# Glühwürmchen!Ja es gibt sie noch!



## docmatze (2. Juli 2012)

Hallo,

seit circa 3 Tagen sind jeden abend ganz viele Glühwürmchen Unterwegs 
Das ist ein richtig schönes Schaupiel das zu beobachten, grad wenn sie an der Hecke entlang __ fliegen oder über den Teich.
Wie kleine LED`S ziehen sie ihre Bahnen.
Seit 2 Jahren habe ich keine mehr gesehen, aber es gibt sie noch, schön!

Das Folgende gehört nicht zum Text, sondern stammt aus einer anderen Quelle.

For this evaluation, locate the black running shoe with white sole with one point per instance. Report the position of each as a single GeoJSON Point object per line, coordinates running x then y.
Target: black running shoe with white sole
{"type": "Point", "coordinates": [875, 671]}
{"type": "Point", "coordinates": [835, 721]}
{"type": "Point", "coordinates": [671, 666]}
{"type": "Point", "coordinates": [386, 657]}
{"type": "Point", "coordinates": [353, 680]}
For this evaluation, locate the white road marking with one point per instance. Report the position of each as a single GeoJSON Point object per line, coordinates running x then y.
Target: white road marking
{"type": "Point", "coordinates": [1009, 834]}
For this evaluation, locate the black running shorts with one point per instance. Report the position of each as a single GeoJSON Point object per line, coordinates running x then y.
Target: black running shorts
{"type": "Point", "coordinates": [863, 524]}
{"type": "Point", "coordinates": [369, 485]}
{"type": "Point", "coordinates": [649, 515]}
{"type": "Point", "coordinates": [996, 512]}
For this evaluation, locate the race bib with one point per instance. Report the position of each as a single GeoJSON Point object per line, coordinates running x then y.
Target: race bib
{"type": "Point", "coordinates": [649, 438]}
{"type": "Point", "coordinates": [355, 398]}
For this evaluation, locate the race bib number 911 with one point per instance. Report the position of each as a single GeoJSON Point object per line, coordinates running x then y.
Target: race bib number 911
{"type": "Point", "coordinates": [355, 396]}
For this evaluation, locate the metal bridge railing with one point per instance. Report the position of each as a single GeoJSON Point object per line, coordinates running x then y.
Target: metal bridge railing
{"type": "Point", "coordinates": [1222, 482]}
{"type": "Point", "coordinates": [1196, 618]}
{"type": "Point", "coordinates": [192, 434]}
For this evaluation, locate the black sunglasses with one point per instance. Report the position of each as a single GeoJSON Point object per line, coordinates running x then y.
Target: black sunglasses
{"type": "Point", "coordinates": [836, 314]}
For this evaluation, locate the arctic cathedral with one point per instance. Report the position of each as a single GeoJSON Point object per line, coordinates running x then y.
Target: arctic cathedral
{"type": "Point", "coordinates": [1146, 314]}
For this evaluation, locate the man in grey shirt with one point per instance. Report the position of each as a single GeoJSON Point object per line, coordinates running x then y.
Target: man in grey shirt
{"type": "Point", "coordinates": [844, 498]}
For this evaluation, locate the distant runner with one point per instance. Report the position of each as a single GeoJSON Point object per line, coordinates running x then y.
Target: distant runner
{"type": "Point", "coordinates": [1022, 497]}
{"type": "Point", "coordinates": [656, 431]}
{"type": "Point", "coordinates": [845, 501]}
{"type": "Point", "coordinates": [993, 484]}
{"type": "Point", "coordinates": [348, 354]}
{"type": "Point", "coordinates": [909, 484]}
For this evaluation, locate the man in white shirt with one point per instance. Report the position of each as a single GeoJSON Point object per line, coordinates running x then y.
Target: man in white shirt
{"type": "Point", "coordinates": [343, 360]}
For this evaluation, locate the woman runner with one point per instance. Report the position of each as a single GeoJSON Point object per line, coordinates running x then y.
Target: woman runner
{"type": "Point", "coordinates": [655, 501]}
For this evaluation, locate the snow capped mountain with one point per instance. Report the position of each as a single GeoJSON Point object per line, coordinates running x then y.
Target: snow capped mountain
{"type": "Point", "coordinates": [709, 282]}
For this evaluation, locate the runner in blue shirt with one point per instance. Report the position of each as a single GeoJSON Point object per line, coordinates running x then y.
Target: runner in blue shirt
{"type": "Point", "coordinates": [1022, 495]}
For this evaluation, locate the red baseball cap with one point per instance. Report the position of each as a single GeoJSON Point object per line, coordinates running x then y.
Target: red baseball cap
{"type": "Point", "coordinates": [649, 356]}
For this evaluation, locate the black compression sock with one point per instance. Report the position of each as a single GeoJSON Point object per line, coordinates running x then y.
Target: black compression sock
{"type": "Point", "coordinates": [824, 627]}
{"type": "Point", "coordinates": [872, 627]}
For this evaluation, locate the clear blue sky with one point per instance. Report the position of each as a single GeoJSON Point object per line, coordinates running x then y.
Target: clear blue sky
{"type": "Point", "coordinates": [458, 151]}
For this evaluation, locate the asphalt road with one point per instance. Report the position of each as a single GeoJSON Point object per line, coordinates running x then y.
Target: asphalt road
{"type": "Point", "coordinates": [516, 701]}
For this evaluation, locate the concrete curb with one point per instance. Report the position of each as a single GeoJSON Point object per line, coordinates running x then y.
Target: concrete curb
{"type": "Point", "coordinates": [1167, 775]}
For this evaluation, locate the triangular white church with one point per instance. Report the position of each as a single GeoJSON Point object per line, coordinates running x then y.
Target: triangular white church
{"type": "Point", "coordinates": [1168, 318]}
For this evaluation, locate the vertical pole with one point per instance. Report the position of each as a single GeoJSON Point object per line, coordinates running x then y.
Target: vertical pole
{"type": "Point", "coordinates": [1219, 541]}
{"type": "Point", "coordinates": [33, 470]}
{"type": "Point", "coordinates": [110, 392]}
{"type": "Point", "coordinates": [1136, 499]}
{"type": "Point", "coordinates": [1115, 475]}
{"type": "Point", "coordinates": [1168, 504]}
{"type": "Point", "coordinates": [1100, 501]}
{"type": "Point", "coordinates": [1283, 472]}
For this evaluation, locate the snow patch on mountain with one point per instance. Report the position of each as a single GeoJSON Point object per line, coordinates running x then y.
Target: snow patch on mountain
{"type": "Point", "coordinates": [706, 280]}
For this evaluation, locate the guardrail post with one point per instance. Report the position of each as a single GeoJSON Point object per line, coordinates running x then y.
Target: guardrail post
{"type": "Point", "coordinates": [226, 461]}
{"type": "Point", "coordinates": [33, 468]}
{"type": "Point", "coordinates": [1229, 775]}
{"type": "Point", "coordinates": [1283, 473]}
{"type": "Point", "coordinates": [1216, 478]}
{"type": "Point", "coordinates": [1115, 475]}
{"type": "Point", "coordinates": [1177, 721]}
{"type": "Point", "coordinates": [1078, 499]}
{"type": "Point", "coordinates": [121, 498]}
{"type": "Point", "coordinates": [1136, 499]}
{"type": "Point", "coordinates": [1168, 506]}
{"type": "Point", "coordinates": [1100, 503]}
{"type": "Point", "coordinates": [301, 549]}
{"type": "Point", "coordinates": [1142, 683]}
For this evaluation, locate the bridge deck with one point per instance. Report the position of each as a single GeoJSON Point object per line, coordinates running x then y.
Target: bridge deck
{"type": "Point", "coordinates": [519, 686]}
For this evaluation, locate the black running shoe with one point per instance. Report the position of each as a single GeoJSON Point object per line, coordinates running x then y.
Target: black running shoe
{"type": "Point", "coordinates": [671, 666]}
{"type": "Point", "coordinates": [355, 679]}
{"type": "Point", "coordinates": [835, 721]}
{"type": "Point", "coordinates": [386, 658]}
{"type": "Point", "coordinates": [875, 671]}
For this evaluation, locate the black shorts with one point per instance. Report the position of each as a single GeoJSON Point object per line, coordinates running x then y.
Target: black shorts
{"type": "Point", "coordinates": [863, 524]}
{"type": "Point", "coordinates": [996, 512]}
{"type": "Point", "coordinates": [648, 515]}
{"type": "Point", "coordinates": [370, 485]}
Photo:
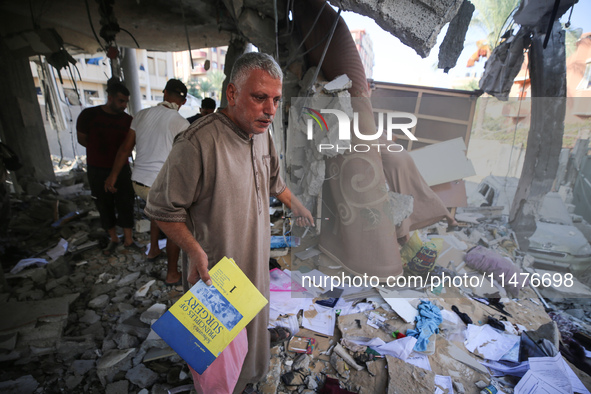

Anbei mal 2 Bilder leider nur mit dem Iphone gemacht.
Es sind 2 Glühwürmchen aus dem Abstand von circa 1 Meter und dann so nah es ging.

Grüße
Matze


----------



## libsy (2. Juli 2012)

*AW: Glühwürmchen!Ja es gibt sie noch!*

Am Samstag durfte ich auch welche besichtigen.
Beim grillen im Garten, habe ich sie zum ersten mal gesehen. War richtig begeistert davon, habe ich noch nie gesehen.
Mit der fliegenden LED ist ein guter Vergleich. *g*


----------



## Lucy79 (2. Juli 2012)

*AW: Glühwürmchen!Ja es gibt sie noch!*

hihi.. ich hab mal gecampt und nachts gemeint ich hätte mein Handy im Gras liegen lassen weils da so geleuchtet hat.. war aber ein Glühwürmchen   


bei uns am Teich sind auch öfters welche


----------



## Knoblauchkröte (2. Juli 2012)

*AW: Glühwürmchen!Ja es gibt sie noch!*

Hi,

selten sind Leuchtkäfer eigentlich nicht. Kommen fast überall vor wo es genug Gehäuseschnecken gibt. Ihre Larven ernähren sich nämlich von diesen

MfG Frank


----------



## Digicat (2. Juli 2012)

*AW: Glühwürmchen!Ja es gibt sie noch!*

Servus Matze

Habe gestern auch welche beobachtet und habe die letzten auch so ca. vor 2 Jahren gesehen ...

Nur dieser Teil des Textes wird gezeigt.